«Доктор, зайдите! — позвонила через день Кокиш. — Петер согласен на ваши условия, подписывайте договор!». «Ну что, заставил Шнауцер вас подписать договор!» — заскочила на следующий день Мина. «Не он, а я его заставил», — объяснил я разочарованной Мине. «А я вот не знаю, что делать, посоветуйте! Силке предлагает мне ещё одним специалистом стать — психотерапевтом! Просит пройти, здесь у нас, специализацию! Как вы думаете? Мне ведь, это не помешает? Пусть будет, на всякий случай! А то, я ведь ничего не понимаю на конференциях, о чём они говорят! Кстати, почему они всё время говорят, что к нам, какие-то нацисты поступают лечиться? Кто это такие?! Что, до сих пор ещё нацисты есть, и их лечат?!». Жена покатилась со смеху, я тоже, но не сразу, вначале не понял, кто это такие! Но оказалось, что так Мине слышится, когда речь идёт о нарциссах — нарциссических личностях. «Конечно, соглашайтесь! Будете тогда знать, кто такие нацисты». «Книги же Мина не читает, пусть тогда два года учится у Клизман и у нового специалиста Бомбаха — узнает поближе нацистов!» — подумал я. «Спасибо за поддержку, потом заскочу», — пообещала Мина.

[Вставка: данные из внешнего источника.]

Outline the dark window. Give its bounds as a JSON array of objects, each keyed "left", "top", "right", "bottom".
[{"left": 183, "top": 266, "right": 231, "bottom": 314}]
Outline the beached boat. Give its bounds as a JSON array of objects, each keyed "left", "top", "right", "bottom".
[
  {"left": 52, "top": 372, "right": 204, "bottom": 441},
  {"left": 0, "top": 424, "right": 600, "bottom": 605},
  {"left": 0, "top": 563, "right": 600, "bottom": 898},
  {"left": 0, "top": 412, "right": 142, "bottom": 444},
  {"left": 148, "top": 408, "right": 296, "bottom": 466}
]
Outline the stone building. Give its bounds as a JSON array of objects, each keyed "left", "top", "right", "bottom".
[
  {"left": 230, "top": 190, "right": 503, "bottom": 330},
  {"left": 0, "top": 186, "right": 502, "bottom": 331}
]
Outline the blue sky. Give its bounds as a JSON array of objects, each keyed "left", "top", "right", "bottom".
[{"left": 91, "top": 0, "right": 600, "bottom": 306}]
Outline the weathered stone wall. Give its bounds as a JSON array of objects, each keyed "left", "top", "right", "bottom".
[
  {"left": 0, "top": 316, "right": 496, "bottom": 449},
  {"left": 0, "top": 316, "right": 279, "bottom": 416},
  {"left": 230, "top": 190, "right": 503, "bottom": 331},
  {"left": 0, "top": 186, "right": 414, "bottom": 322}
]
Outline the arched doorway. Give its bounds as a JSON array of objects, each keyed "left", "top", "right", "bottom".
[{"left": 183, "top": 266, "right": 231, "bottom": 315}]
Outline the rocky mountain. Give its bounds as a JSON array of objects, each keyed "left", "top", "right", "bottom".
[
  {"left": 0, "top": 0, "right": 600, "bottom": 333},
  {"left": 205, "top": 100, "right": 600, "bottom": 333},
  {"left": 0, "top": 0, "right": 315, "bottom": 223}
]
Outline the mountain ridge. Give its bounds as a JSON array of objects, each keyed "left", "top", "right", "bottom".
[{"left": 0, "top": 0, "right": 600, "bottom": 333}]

Недостатка в больных не было, они всё прибывали и прибывали, а Шнауцер всё богател и богател. Чтобы не оставаться в клинике допоздна и не толстеть, решил не обедать в столовой. К тому же, голод делает энергичнее, злее и заставляет интенсивнее работать. «Хорошо выглядите! — похвалила Клизман. — Как вам удалось так похудеть?». «Немного стресса и не обедать», — поделился я хитростями похудения. «Вау, я вам завидую, но у меня как-то не получается не обедать!».
«Посоветуйтесь со Шнауцером, он поможет!» — посоветовал я Клизман. «Хорошо выглядите! — сделал мне комплимент и Шнауцер. — Похудели! Как вам это удалось?». «Вам спасибо», — поблагодарил я его. «Да, правда? — обрадовался Шнауцер. — Я же вам сказал, что будете довольны! Вот, я только не знаю, как мне похудеть?» — озабоченно показал на свой живот Шнауцер. — «Скажите Кокиш, пусть вам такой же договор составит, и вам сразу полегчает!».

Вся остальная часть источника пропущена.